Thanks to a concerned citizen named Erin who wondered “what in the world is going on?” I headed out to the Veterans’ Memorial Center about 8 p.m. on a frigid Monday evening.
It was there I encountered a long line of potential city of Davis firefighters, bundled up as best they could on one of the coldest nights of the year for the right to be one of the first 125 applicants for firefighter positions that are not yet open.
They told me they planned to be there all night to ensure a shot at one of the coveted firefighter jobs when the doors opened at 8:30 the next morning.
First-come, first-served, they said, no exceptions. Too bad for those potential firefighters who for a variety of reasons were unable to spend the night in line.
“This is a test of our dedication and our endurance,” one of them told me. “It you want this job badly enough, you’ll figure out a way to be here.”
While dedication and endurance are no doubt requirements of the position, it seems this first-come, first-served rule might be eliminating some otherwise promising candidates.
I mean, do we hire our city manager this way or our cops or our recreation leaders? Do we make them stand in line all night to prove their dedication and endurance? Is this really the best way to find the most qualified candidates?
First-come, first-served may work well for Baskin-Robbins and Lady Gaga concerts, but I can think of a dozen better ways to screen candidates for critical public safety jobs in town.
But, just as I was about to call Starbucks and order up 125 double lattes for my newfound frozen friends, I decided to contact officialdom to see if this was really the way we ought to be doing business in Davis.
I sent a quick email to Mayor Pro Tem Dan Wolk, knowing that a prompt reply was a virtual certainty. Dan forwarded my email to City Manager Steve Pinkerton, who responded quicker than you can say “frozen firefighters.”
“While there is no perfect way to administer the test,” Pinkerton wrote, “many agencies have found that this is the lesser of evils. We’ve been doing it this way since the mid-’90s.”
Obviously time to try something new.
Added Pinkerton: “The problem is that there are far too many qualified candidates. If we were to hold an open recruitment, we would likely end up accepting applications from several thousand applicants — of which about 85 percent would end up passing the exam. The testing process alone would cost the city over $30,000. We would likely need to spend double that in staff time to screen and interview all of the qualified applicants.”
Fair enough, but there’s a way to have your cake and eat it, too.
Just put the word out through your usual channels that all applications for the firefighter test are due by such and such date at 5 p.m.

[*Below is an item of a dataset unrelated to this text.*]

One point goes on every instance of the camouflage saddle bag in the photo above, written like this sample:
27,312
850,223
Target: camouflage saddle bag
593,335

Once the date passes and everyone has had an equal chance to apply, simply pull 125 names out of the hat and proceed to test those 125 fortunate souls. No standing in line, no first-come, first-served, no added expense, but the same result.
In the city’s defense, Pinkerton noted that “This is the first time we’ve had applicants show up the day before the test. We were expecting folks to line up well before 8:30 a.m., but this is a first.”
And, to his everlasting credit, upon hearing of the long line of potential firefighters camped out on the frozen tundra, Pinkerton immediately ordered the Vets’ Memorial to open up for the night so everyone could at least stretch out and stay warm.
There are a million reasons Pinkerton could have declined to open the building — security, staffing, lack of proper planning, liability — but he saw a clear and present need and responded accordingly.
It was still first-come, first-served, however, for those wishing to use the bathrooms.